# Calculer son revenu horaire réel

> Gestion du temps avancée · Leçon 1/4 — SFM Academy (successfor-me.ch).

Cours : https://successfor-me.ch/academy/cours/fiche/DEV-03 · Résumé du cours : https://successfor-me.ch/md/cours/DEV-03

**À retenir :**

- Revenu horaire réel = revenu net mensuel ÷ heures réellement travaillées, trajet et heures supplémentaires inclus.
- Ce chiffre est souvent bien inférieur au calcul naïf salaire ÷ heures contractuelles.
- Il sert à arbitrer objectivement le temps consacré à une économie face à son coût réel en temps.
- Au-delà d'un certain seuil, déléguer une tâche à faible valeur peut être rationnel, pas un luxe.

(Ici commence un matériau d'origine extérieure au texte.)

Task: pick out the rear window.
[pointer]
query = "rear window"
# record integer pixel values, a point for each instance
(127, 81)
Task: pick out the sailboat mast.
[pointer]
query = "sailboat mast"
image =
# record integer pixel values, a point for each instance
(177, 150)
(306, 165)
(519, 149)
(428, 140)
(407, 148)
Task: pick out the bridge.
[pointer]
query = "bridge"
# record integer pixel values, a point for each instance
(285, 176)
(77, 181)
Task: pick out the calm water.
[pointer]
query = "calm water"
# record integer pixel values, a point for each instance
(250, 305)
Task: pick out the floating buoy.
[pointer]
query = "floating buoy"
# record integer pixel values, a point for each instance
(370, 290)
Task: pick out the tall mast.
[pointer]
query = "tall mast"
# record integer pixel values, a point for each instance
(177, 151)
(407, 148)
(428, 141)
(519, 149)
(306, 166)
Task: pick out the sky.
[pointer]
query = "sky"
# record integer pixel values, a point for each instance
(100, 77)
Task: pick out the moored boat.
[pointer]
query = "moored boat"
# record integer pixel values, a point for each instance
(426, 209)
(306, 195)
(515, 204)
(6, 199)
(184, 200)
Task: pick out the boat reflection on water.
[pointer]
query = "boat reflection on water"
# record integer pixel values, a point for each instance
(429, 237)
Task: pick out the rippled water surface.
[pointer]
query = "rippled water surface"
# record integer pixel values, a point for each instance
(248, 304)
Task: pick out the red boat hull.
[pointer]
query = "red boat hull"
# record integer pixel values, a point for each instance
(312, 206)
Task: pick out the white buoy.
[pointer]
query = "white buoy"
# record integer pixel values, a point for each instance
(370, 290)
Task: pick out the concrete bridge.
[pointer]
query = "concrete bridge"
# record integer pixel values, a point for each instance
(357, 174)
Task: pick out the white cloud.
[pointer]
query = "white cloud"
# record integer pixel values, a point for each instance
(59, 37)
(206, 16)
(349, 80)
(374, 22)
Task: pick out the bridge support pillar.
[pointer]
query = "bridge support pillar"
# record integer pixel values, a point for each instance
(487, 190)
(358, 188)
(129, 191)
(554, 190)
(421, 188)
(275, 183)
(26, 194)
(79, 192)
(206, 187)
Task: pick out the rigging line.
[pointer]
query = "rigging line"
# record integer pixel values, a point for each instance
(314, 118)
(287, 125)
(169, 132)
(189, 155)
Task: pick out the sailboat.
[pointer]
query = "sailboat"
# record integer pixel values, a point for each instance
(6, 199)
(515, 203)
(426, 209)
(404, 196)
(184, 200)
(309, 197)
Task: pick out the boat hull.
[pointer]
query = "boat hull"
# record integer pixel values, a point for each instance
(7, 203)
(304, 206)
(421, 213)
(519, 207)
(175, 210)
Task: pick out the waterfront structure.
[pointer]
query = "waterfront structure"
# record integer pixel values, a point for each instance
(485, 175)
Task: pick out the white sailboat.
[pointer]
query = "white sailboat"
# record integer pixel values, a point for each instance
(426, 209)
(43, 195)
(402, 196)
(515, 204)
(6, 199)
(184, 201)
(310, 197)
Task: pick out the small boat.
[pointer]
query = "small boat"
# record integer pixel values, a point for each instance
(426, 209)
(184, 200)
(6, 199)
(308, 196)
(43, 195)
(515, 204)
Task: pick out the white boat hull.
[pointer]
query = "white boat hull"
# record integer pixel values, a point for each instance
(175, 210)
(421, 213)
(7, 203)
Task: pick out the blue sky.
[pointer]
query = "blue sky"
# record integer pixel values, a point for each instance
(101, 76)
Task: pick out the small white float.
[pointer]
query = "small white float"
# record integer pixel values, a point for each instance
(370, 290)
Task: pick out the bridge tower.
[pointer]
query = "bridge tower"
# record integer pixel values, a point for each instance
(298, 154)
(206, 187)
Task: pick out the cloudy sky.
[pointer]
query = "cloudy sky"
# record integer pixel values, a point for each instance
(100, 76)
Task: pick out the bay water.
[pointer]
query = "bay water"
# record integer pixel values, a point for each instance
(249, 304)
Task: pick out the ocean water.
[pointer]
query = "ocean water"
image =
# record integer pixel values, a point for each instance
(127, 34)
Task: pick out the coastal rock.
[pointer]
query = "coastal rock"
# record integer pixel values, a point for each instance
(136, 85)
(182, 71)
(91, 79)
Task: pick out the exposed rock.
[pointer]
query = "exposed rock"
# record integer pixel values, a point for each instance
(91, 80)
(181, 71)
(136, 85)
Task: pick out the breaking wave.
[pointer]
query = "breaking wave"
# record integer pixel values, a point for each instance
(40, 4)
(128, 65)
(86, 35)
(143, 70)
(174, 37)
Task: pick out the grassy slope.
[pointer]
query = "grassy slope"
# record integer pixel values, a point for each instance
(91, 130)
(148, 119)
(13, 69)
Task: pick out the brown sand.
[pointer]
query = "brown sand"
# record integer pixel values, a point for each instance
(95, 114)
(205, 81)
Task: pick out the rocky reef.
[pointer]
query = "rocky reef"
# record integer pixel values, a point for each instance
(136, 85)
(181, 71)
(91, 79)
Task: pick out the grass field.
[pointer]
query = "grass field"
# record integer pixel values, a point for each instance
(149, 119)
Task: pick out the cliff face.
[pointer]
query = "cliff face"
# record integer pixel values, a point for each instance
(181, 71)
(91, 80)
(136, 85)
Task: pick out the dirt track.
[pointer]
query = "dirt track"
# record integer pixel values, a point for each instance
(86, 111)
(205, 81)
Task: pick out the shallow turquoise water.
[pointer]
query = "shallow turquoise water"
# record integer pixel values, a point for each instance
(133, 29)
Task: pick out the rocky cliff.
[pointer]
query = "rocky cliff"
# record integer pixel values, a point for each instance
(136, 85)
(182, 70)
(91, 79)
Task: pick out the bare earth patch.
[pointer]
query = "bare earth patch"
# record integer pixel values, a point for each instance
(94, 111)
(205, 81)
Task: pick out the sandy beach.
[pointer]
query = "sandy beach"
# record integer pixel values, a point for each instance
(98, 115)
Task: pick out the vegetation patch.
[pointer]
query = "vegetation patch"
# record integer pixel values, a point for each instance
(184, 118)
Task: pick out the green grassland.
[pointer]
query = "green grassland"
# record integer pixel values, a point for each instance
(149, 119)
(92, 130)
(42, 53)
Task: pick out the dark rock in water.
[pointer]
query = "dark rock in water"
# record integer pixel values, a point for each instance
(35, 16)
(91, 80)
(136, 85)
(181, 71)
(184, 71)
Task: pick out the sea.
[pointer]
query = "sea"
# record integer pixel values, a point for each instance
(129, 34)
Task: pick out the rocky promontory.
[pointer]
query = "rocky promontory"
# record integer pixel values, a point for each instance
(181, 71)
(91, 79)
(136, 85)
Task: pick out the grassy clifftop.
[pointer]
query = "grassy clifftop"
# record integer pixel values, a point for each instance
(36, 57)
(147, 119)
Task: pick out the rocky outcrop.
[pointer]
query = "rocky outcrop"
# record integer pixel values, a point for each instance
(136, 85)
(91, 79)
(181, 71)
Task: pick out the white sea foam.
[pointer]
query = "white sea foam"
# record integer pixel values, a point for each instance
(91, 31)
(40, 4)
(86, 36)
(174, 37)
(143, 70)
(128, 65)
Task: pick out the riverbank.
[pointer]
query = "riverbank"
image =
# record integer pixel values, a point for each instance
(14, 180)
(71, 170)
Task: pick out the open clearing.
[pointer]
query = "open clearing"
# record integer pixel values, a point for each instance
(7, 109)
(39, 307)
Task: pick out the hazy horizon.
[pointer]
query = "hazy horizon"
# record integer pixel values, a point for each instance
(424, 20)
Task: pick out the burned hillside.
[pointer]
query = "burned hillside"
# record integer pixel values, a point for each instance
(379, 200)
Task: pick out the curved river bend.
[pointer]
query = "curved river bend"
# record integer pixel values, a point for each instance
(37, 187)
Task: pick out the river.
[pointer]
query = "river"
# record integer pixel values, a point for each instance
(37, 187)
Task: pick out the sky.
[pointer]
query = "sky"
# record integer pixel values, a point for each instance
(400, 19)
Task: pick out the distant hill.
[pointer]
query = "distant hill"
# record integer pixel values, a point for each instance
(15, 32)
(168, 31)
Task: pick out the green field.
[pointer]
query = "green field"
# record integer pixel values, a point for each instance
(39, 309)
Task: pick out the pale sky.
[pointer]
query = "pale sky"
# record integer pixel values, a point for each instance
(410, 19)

**Plan de la leçon :** Le chiffre que presque personne ne calcule · Utiliser ce chiffre pour arbitrer, pas pour culpabiliser

_Leçon en accès libre._

## Le chiffre que presque personne ne calcule

Le salaire mensuel affiché sur le contrat masque un chiffre bien plus utile pour les décisions du quotidien : le revenu horaire réel. Il se calcule en divisant le revenu net mensuel par le nombre d'heures effectivement consacrées au travail — y compris le temps de trajet, souvent oublié, et les heures supplémentaires non rémunérées. Un salaire net de CHF 5'500 pour 42h/semaine officielles, mais avec 5h de trajet et 3h de dépassement hebdomadaire non comptées, donne un revenu horaire réel sensiblement inférieur au calcul naïf (salaire ÷ 42h).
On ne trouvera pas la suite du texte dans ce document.